Analistas avaliam riscos da viagem de Bolsonaro à Rússia em meio à crise com Ucrânia
O presidente Jair Bolsonaro (PL) embarca na próxima segunda-feira (14) a Moscou, onde deve se encontrar com o chefe de Estado russo, Vladimir Putin, em meio à tensão com a Ucrânia. A justificativa é que o governo brasileiro não quer ceder às pressões dos Estados Unidos — posicionamento visto por analistas políticos como uma situação delicada, com riscos para a postura diplomática do Brasil.
Poucos dias antes da viagem que fará à Rússia e à Hungria, Jair Bolsonaro ouviu de apoiadores religiosos, que o aguardavam do lado de fora do Palácio do Alvorada, nessa quinta-feira (10), uma oração para que cumprisse bem sua "missão de paz" no velho continente.
O semblante do presidente não escondeu certo incômodo: o que ele menos deseja é ter de falar sobre o risco de um conflito armado diante da ameaça, cada vez maior, de um conflito entre Rússia e Ucrânia. Como numa bolha política, o chefe da nação brasileira agirá como se não houvesse nenhuma tensão e o tema só será mencionado se Vladimir Putin decidir abordar a questão.
Mas qual é a agenda do presidente e de sua comitiva de ministros e empresários, a essa altura do campeonato, no país de Tolstoi e Lênin? E se uma invasão russa acontecer durante a visita? É o que tentam entender analistas políticos e eleitores.
"Ele não tem experiência suficiente, não tem traquejo, não tem conhecimento histórico nem geográfico para se colocar como mediador nesse caso. O que resta para justificar uma viagem como essa é de que se trata de um discurso voltado para seus eleitores", afirmou à RFI Brasil William Gonçalves, professor de Relações Internacional da UFRJ. "Mas mesmo isso não me parece capaz de render frutos. Não vejo alguém disposto a votar em Bolsonaro, a apoiar sua reeleição porque ele foi visitar Putin. Então parece mais uma iniciativa caprichosa sem nexo algum, sem racionalidade alguma por parte do presidente que, um dia sim o outro também, dá um tiro no próprio pé", reitera.
A visita de Bolsonaro à Rússia foi negociada no fim do ano passado e a informação nos bastidores do governo é de que, apesar do clima de guerra, o presidente não cancelou a viagem para demonstrar que não cedeu aos apelos dos Estados Unidos de Joe Biden.

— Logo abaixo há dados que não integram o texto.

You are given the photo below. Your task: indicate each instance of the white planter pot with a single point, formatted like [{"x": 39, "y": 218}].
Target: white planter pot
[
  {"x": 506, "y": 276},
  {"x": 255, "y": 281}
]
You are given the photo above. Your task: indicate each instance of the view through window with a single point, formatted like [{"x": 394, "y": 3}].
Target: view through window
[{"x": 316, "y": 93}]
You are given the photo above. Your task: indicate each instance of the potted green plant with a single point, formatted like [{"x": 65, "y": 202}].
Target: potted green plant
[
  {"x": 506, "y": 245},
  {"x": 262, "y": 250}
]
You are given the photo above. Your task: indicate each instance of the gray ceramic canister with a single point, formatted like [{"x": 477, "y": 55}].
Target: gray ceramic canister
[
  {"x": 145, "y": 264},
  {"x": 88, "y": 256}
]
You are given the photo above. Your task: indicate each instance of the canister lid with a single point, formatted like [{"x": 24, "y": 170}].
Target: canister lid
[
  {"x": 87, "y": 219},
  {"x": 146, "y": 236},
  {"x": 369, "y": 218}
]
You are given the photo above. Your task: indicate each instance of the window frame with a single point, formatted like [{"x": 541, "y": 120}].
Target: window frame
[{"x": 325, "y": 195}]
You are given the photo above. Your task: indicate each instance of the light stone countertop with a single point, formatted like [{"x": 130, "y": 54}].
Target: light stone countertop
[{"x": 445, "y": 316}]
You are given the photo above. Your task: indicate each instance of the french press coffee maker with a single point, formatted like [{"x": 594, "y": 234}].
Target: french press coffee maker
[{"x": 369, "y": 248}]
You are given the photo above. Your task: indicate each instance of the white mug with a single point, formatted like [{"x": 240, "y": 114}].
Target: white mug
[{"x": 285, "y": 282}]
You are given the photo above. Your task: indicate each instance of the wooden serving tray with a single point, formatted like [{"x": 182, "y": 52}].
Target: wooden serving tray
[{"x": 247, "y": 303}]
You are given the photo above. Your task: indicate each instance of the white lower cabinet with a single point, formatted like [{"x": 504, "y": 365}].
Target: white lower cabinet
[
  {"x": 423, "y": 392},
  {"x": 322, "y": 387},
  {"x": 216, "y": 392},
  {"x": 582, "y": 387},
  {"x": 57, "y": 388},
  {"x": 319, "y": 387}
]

O Itamaraty tentará passar a imagem de um encontro de interesses bilaterais, citando por exemplo a importância do agrotóxico russo para a agricultura brasileira. Mas tem treinado o presidente para que não escorregue nas palavras porque sabe que não poderá controlar todas as perguntas sobre temas mais espinhosos.
Neutralidade
O embaixador Rubens Barbosa falou à RFI que o Brasil já expôs sua posição publicamente sobre o embate entre Moscou e Kiev, mas isso não vai necessariamente livrar Bolsonaro de situações delicadas no campo diplomático durante a viagem.
"O governo brasileiro já se pronunciou no Conselho de Segurança da ONU a favor de uma solução negociada. Então o Brasil já definiu sua posição de neutralidade nessa questão. Claro que existe um risco. O primeiro risco é de haver um ato militar russo na Ucrânia no meio da visita de Bolsonaro, o que eu, particularmente, não acredito. Acho que há chances de uma negociação diplomática. O segundo risco é o de Bolsonaro falar algo por lá que pode ser interpretado como a favor da Rússia", completa.
Sem Trump, vai de Putin, parece ser a saída encontrada por Bolsonaro para mostrar que não está isolado mundialmente e que há similares de seu perfil. Jogando para sua claque, o presidente ainda vai à Hungria do ultra direitista e conservador Viktor Orbán.
Gestão perdida
Mas para o analista William Gonçalves, apesar da convergência em alguns temas de costume, Putin é um líder nacionalista forte em seu país, ainda que pesem várias críticas relativas a seu modo de governo. Já Bolsonaro, diz ele, tem uma gestão perdida em muitas frentes, especialmente nas relações exteriores.
"Se fosse para o Brasil ser aliado da Rússia, deveria o Brasil ter-se mantido no Brics. O Brasil criou esse bloco ao lado da China e da Rússia. Mas diante das divergências com esses países, o Brasil se afastou e hoje só participa do bloco formalmente, sem qualquer unidade de pontos de vista. Essa unidade em tese existia com Donald Trump", diz. "Mesmo assim, enquanto a política externa de Trump tinha alguma razão de ser para uma parte dos americanos, a política externa de Bolsonaro não tem nenhuma. Diria até que o Brasil hoje está sem política internacional. Ninguém sabe onde queremos chegar, quais nossos parceiros principais, nossos objetivos", lamenta.